Wednesday, 14 March 2012

The Shadow Rising - Chapters 38-41

In this section, dangers loom in Tanchico where the Hunters are hopeful, while the Hunter in the Westwood takes his loss personally.
Following a disastrous Trolloc ambush, Perrin acknowledges what he’s been trying to accomplish: vengeance and justice. The bottled up emotions, clear to the reader but understated in the text until now, are finally released. Faile quickly sets him straight on where guilt for his actions will lead. Her rebuke about proper behaviour for generals leads her to admit her royal lineage. Perrin is also stuck revealing his own secrets. They both come clean with each other, holding nothing back. Perrin and Faile face issues of guilt, responsibility, honesty and come out with a strengthened bond. This is all accomplished in relatively little space, which can be contrasted with Rand’s yet-to-come similar struggle with the same issues, which will be stretched out over a far longer period of time. There might be some message here about strength as a couple versus vulnerability as a loner. Faile and Perrin accept each other as they are, in line with the Way of the Leaf, which is not only non-violence, but acceptance of what comes. Interestingly, the Aiel have kept this part of the Way of the Leaf, in the form of their grim fatalism about death.
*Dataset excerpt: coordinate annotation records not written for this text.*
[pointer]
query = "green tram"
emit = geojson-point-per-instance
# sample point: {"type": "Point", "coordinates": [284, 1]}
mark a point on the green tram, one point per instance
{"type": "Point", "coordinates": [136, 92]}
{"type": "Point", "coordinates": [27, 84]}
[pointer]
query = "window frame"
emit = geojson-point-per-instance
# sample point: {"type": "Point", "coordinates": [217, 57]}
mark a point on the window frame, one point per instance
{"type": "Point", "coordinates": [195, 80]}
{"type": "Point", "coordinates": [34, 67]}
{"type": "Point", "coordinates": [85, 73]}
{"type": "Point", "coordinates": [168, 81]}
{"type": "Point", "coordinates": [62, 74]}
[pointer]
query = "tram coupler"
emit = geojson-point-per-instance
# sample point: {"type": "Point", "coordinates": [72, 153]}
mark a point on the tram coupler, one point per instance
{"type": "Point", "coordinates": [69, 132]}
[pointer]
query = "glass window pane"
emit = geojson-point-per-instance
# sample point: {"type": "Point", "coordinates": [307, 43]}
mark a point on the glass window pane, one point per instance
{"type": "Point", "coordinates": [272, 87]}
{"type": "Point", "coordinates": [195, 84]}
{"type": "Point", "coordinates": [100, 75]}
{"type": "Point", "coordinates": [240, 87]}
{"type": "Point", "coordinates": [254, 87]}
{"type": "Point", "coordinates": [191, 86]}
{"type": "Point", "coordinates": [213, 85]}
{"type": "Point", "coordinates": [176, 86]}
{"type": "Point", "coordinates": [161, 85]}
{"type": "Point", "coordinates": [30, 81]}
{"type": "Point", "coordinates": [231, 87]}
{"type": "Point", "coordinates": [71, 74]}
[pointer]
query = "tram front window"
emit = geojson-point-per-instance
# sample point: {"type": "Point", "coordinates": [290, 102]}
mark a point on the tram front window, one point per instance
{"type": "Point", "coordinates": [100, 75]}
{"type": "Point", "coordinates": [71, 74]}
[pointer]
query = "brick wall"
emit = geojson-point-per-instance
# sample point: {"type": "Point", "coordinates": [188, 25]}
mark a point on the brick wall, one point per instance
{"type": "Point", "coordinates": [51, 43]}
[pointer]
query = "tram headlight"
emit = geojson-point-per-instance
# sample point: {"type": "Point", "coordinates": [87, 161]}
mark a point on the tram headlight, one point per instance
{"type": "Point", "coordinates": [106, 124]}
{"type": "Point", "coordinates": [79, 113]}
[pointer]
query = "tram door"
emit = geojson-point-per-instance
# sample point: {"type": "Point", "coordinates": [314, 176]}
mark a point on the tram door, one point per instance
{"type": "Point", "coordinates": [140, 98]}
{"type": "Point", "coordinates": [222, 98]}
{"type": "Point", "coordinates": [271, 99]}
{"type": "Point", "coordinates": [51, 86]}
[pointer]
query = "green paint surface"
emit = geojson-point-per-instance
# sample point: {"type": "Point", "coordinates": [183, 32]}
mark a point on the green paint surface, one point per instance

The first real insight into the mind of a Black Ajah, Liandrin, illustrates their selfishness and sense of entitlement. The way she lashes out at a maid, one who purportedly shares her affiliation with the Dark One, serves to demonstrate what her dominion over Rand would be like. Six Black Ajah, and however many others are off-screen, and a force of five hundred Whitecloaks greatly outmatch Elayne, Nynaeve, Thom, Juilin and Bayle. The sense of danger is heightened; excitement builds.
The reminder about the Seanchan menace waiting in the wings is much less effective at producing a similar sense of danger and excitement. At best, there is an indication of some divisive elements among the Seanchan, and potential for one side or the other to aid the heroes. Odds favour Egeanin, who is on the verge of contemplating treason. She sent the Lady Leilwin overseas. With all the intrigue in Seanchan, it is doubtful Egeanin’s new name was chosen coincidentally.
There is no indication yet that Bayle recognizes Thom from their flight down the Arinelle but he easily picks Nynaeve out of a crowd. There are no ta’veren in Tanchico, yet the coincidences happen anyway. Perhaps it is sufficient simply to encounter a ta’veren for him to set your path?
Similarly to the young couple, Thom comes clean with Elayne about his affair with her mother. Elayne seems likely to remember the feeling, if not the exact words Thom said, strengthening their trust.
Chapter separation in the Perrin sequence again seems to serve spacing and pacing considerations, but there is no indication chapter breaks were purposefully designed.  Rather, an uninterrupted Perrin sequence was written, and the breaks and placement chosen afterwards to improve the flow.
Slayer is now twice described as looking as Lan’s brother might. Alert readers remember the legend of Isam, and may even pick up on the same inhuman smell coming from Lord Luc. These clues require memory of earlier books events, but a hook was placed that allows easy recollection: Lan. Stories about random people who are deceased from a generation earlier don’t stick in the memory. Make that story about Lan’s lost cousin, and reader interest is piqued. If it were about Bornhald’s lost cousin, it would not work so well. Lan is the last Malkieri, so any relative affects his identity. Slayer also reveals his plan to Perrin, which is made into a reasonable action by the intent that the information will lure Perrin into a trap. A suitable alternative since an inner monologue such as Slayer gives in The Path Of Daggers would give away too much at this point. The clues may be there, but there is no sense solving the mystery for the reader yet.
With the raker’s departure, the Sea Folk have yet to play a significant role, so readers may expect the Coramoor, Elayne, the Sea Folk and the Seanchan to meet up in the future.
Writing Lessons:
Make a detail more memorable by linking to a character or event that already made an emotional impact in the reader’s mind.